Cake - FQ_codel the next generation
 help / color / mirror / Atom feed
From: Dave Taht <dave.taht@gmail.com>
To: Cake List <cake@lists.bufferbloat.net>
Subject: Re: [Cake] [net-next PATCH 00/14] lockless qdisc series
Date: Thu, 7 Dec 2017 11:07:45 -0800	[thread overview]
Message-ID: <CAA93jw74HcPi3qZbc=rCbN5m2opNshhHo_i5_C8Y99Sk0P3MVQ@mail.gmail.com> (raw)

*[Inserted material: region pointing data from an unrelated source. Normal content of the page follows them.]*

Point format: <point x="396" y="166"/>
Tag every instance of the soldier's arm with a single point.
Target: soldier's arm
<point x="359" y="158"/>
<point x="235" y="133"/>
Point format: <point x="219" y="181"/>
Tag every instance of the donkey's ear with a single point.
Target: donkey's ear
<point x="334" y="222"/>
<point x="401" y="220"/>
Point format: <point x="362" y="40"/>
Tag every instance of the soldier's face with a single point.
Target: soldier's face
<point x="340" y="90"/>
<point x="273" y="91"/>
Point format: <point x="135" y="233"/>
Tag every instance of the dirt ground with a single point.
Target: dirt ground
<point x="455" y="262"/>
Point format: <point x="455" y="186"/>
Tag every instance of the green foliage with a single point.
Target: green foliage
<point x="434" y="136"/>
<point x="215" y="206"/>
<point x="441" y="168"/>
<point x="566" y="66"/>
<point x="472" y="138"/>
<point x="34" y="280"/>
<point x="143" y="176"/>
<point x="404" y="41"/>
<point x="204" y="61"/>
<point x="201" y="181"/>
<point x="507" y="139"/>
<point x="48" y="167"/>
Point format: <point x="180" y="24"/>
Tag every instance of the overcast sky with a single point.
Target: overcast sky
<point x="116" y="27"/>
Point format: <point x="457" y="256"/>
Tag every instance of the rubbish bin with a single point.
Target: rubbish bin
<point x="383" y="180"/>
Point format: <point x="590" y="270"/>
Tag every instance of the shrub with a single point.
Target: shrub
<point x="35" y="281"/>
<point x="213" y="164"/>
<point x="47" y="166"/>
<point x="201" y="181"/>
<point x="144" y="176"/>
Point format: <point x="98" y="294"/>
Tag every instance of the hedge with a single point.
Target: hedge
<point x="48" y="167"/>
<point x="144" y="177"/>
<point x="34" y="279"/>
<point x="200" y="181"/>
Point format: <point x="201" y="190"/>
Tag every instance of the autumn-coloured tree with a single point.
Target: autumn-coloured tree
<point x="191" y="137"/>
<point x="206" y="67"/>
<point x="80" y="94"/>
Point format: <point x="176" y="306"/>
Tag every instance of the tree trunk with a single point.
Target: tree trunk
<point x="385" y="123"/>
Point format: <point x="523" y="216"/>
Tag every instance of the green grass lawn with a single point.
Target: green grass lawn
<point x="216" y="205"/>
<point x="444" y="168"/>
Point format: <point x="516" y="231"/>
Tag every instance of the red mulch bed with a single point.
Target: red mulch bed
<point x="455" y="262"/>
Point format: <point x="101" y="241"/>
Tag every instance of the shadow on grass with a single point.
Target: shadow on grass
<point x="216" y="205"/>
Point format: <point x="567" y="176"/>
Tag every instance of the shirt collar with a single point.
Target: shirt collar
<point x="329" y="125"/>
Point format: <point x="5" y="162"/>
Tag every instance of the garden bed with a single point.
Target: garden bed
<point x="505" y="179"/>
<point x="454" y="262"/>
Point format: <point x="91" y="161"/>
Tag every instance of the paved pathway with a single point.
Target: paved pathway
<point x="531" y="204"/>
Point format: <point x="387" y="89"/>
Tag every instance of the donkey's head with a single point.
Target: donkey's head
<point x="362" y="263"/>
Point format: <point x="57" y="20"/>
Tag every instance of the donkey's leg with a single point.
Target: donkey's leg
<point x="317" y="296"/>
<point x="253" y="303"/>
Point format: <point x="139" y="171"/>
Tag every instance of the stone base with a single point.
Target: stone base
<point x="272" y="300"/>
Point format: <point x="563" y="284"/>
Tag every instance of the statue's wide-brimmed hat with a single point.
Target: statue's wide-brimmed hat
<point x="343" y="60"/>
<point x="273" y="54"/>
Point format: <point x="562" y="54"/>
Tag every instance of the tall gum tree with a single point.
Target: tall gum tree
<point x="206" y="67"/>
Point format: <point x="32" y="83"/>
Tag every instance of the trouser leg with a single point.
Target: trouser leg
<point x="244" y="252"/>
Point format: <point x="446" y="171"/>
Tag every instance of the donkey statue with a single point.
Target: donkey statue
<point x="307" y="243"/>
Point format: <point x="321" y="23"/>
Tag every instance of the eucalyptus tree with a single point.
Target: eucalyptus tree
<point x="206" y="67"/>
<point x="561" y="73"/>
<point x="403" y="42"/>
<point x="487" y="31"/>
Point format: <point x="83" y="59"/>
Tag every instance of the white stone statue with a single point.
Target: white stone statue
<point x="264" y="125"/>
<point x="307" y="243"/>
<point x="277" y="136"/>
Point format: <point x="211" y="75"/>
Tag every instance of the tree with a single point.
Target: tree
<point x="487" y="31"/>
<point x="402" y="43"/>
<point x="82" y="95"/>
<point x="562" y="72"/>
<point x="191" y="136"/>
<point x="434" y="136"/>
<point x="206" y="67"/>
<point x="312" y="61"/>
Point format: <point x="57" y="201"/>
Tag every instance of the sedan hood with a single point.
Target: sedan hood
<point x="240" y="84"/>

In-Reply-To: <CAA93jw4SAszy0MgC7hGFAY27_uVGkvD0FcZTm=_y69=-h_datw@mail.gmail.com>

I'm forwarding this sort of stuff 'cause I keep hoping to find more
optimizations for cake, and it really seems like cheap multicores have
grown very common.




On Thu, Dec 7, 2017 at 10:53 AM, Dave Taht <dave.taht@gmail.com> wrote:
> ---------- Forwarded message ----------
> From: John Fastabend <john.fastabend@gmail.com>
> Date: Thu, Dec 7, 2017 at 9:53 AM
> Subject: [net-next PATCH 00/14] lockless qdisc series
> To: willemdebruijn.kernel@gmail.com, daniel@iogearbox.net,
> eric.dumazet@gmail.com, davem@davemloft.net
> Cc: netdev@vger.kernel.org, jiri@resnulli.us, xiyou.wangcong@gmail.com
>
>
> This series adds support for building lockless qdiscs. This is
> the result of noticing the qdisc lock is a common hot-spot in
> perf analysis of the Linux network stack, especially when testing
> with high packet per second rates. However, nothing is free and
> most qdiscs rely on the qdisc lock for their data structures so
> each qdisc must be converted on a case by case basis. In this
> series, to kick things off, we make pfifo_fast, mq, and mqprio
> lockless. Follow up series can address additional qdiscs as needed.
> For example sch_tbf might be useful. To allow this the lockless
> design is an opt-in flag. In some future utopia we convert all
> qdiscs and we get to drop this case analysis, but in order to
> make progress we live in the real-world.
>
> There are also a handful of optimizations I have behind this
> series and a few code cleanups that I couldn't figure out how
> to fit neatly into this series with out increasing the patch
> count. Once this is in additional patches can address this. The
> most notable is in skb_dequeue we can push the consumer lock
> out a bit and consume multiple skbs off the skb_array in pfifo
> fast per iteration. Ideally we could push arrays of packets at
> drivers as well but we would need the infrastructure for this.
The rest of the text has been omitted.